In honor of Easter, I had the brilliant idea of dyeing Easter eggs with Sam. So, during naptime, I boiled a dozen eggs, set out the dye and vinegar, and got a smock ready. I remember dyeing eggs in our 70's orange kitchen as a little girl, the air filled with vinegar, my sister and I gently dropping eggs into brightly colored cups of dye. How hard could it be?
Well, a little harder (or more exciting, depending on how you look at it), with an exuberant toddler and crabby newborn thrown into the mix.
Andie cried the whole time. She was not pacified by bouncing, nursing, or shooshing. Later, I opened a window and she hushed right up. I guess it was the vinegar fumes.
Egg lesson #1: Open windows and turn on fan when you have six cups of vinegar sitting in the kitchen. Also, maybe get a baby-sitter for the baby next time.
Sam insisted the dye cups were filled with "juice". After many warnings that the liquid was not for drinking, I left to get the camera and came back to find him gagging on a cup, having sipped straight vinegar for the first (and probably last) time in his young life. (Notice there are no pictures with this post; I won't make that mistake again).

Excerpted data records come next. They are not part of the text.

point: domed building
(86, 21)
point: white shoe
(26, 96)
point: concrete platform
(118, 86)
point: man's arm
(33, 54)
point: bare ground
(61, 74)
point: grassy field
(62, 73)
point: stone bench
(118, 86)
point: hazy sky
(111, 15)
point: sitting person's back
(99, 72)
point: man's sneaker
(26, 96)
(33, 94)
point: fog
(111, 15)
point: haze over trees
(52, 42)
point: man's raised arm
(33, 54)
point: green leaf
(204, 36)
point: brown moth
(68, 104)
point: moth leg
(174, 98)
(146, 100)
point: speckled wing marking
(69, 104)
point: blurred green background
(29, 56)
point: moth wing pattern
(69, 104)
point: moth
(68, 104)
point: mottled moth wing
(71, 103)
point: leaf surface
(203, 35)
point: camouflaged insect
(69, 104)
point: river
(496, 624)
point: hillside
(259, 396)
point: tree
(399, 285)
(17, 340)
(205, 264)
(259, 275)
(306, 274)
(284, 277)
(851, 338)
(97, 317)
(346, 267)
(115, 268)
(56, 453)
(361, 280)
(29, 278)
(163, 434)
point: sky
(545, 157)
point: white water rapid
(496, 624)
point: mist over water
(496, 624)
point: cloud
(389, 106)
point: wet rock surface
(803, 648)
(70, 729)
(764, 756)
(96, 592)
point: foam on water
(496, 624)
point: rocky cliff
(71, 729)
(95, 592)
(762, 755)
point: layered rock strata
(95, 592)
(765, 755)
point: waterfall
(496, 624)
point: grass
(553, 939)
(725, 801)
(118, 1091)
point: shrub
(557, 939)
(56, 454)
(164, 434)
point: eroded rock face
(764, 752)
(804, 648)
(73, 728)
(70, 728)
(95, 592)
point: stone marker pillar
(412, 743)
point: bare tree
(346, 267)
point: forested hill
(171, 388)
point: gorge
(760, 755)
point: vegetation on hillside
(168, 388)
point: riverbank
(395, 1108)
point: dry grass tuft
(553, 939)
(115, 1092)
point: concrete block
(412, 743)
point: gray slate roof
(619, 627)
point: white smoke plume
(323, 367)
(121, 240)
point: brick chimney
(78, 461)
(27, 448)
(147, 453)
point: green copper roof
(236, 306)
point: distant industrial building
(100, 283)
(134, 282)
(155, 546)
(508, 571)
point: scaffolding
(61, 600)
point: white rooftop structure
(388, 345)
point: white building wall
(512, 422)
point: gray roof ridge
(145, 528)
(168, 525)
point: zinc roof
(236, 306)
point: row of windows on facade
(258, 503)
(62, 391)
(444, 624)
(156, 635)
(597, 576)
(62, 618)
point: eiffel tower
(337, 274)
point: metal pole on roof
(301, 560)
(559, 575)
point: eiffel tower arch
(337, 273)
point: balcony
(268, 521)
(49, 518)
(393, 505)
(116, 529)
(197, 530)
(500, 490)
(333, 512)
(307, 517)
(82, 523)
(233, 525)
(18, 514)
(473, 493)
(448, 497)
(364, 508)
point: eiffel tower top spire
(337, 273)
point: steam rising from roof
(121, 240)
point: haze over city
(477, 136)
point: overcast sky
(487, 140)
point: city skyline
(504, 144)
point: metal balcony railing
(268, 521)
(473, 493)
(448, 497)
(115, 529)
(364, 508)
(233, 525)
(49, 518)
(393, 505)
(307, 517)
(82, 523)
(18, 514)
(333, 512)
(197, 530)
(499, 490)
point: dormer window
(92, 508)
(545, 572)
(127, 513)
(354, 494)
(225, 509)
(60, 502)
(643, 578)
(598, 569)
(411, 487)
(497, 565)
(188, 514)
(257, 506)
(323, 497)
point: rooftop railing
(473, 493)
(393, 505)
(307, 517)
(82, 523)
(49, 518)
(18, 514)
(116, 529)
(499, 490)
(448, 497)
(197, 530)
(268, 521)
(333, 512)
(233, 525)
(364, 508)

Egg lesson #2: Don't drink the dye. Mom is being honest when she tells you it's really not juice. Really.
Also, Sam did not gently drop eggs into the cup. He got so excited about the process that he had to THROW! the eggs into the cup with a YELL! of encouragement/excitement/boychild zaniness. He doesn't know his colors yet, so he would just excitedly YELL! whatever color came to mind. "LELLO!" "GEEN!" "BLUE!"
We ran out of eggs to dye, so we dyed the same ones over and over again. Somewhere along the way, Sam decided he'd rather try pouring the dye over the egg instead of dipping the egg in the dye. While I was cleaning up the yellow vinegar that was running down his high chair tray, over his chubby legs and onto the kitchen floor, my perpetually hungry son decided it was time for a snack.
Egg lesson #3: Don't eat Easter eggs with the shell still on.
Good lessons learned..all learned the hard way. I like to think that next year's egg dyeing will be equally fun and less eventful, but if there's one thing I've learned as a mom of young children:
Lesson #4: The challenges change, but never really go away.